Given the allegations against Bill Cosby, can we ever enjoy his jokes again? Should other comedians tell them? And has he tainted the artform of comedy itself? These are some of the questions raised by Greg Fitzsimmons, Emmy-winning writer of The Ellen DeGeneres Show and a standup comic, who has begun to perform Cosby’s comedy routines on stage. “It’s less heinous a crime for me to be stealing his material than what he did stealing from all those women,” Fitzsimmons told Esquire magazine. In his interviewer’s words: “It’s using comedy’s most verboten act [ie, joke theft] as a means of defending it from a man whose crimes have spoiled our memories of his canonical work.”
Here’s how it works. At a recent gig in New Jersey, Fitzsimmons embarked on one of Cosby’s best-known skits, the dentist routine from his 1983 show Himself. (“Dentists tell you not to pick your teeth with any sharp metal objects. Then you sit in their chair, and the first thing they grab is an iron hook… ”) Fitzsimmons got through half the routine, he reports, with no indication that the audience had identified it. So he told them it was Cosby’s, adding that: “I might as well do it, because I don’t think he’s got enough time to sue me right now!”
Fitzsimmons – a big fan of Cosby in his youth – tells the interviewer he’s still piloting this curious magpie act, still working out how to make it register as – what, exactly? Punishment? Revenge? Redemption – for the jokes, if not the joker? While admitting that Cosby’s performing career is probably over, Fitzsimmons argues that “he’s still got this body of work. So how can you cheapen that somehow? How do you dilute that?”
And why (others might ask) would you want to? Other comedians – such as Eddie Murphy at last month’s Mark Twain award ceremony – content themselves with mocking Cosby.

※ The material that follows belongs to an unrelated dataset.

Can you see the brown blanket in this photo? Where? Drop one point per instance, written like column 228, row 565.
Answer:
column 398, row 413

Other artists explore what his story says about race, power and sex. Fitzsimmons’s project seems to be motivated by outrage at Cosby’s alleged acts. I sympathise with his desire for justice by other means (“I want to hurt him”), but it’s not clear that this is an effective way of executing it. Yes, joke theft is “verboten” in comedy, but only when you’re passing off another act’s jokes as your own. As soon as you credit the creator of the gag, it stops being an affront and starts being a tribute, no?
Fitzsimmons partly acknowledges this, telling Esquire, first, that he loves Cosby’s comedy and regrets it’s been tainted by the performer’s personal life; and second that, performing the material, “the tricky part I’m finding is I don’t want to glorify [Cosby] by doing it”. He senses his project needs more work, and wonders about whether to amend Cosby’s material to refer directly to his crimes, or to perform only those routines (like the one about Spanish fly) that seem retrospectively sinister in light of the rape allegations. A bit of thrashing out to do, then – but the plan is that other comics should join Fitzsimmons in plundering Cosby’s back catalogue, so this becomes not one man’s crusade against Cosby, but a whole industry’s.
I can see that would be a powerful gesture, both as an expression of solidarity with Cosby’s apparent victims and a zero-tolerance approach to those who’ve tried to excuse his activities. But I do find curious the Esquire article’s implication that comedy needs to defend itself from, or absolve itself of, Cosby’s behaviour. As if comedy were implicated in what Cosby has done; as if his alleged activities have made the artform itself suspect. You could make that argument, and it would focus on the faux intimacy of comedy, the power it grants the sole performer on stage, the implication that everything can be laughed off. But I wouldn’t buy it – any more than I’d accept the argument that Ian Watkins of the Lostprophets should make us wary of Welsh bands, or Rolf Harris of paintbrush-toting players of the wobble-board. I think that’s a claim too much for what is otherwise an intriguing, underdeveloped project – one that hasn’t decided whether it’s about punishing Cosby or about reclaiming the material from the man and celebrating it. Fitzsimmons may think it can do both, but I doubt it.
Three to See
Mike Wozniak
The Man Down star brings his excellent new show to London: a classic slice of anecdotal standup in which the bluff, Basil Fawlty-alike Wozniak struggles to return a stowaway cat to its owners.
• Invisible Dot, London, 9-14 November.
Chortle comedy book festival
“The only event of its kind dedicated to comedy books” returns for a third outing, featuring David Baddiel previewing his new children’s book and Isy Suttie reading from her new memoir - among others.
• At Hornsey Town Hall, London, 7-8 November.
Dawn French
When Dawn French premiered her first solo show on the road last year, the Guardian’s Alfred Hickling called it “less of a standard standup gig than a form of high-concept public atonement”. Now that self-revealing effort, entitled 30 Million Minutes, transfers to the West End.
• At Vaudeville theatre, London, 11 November until 9 December.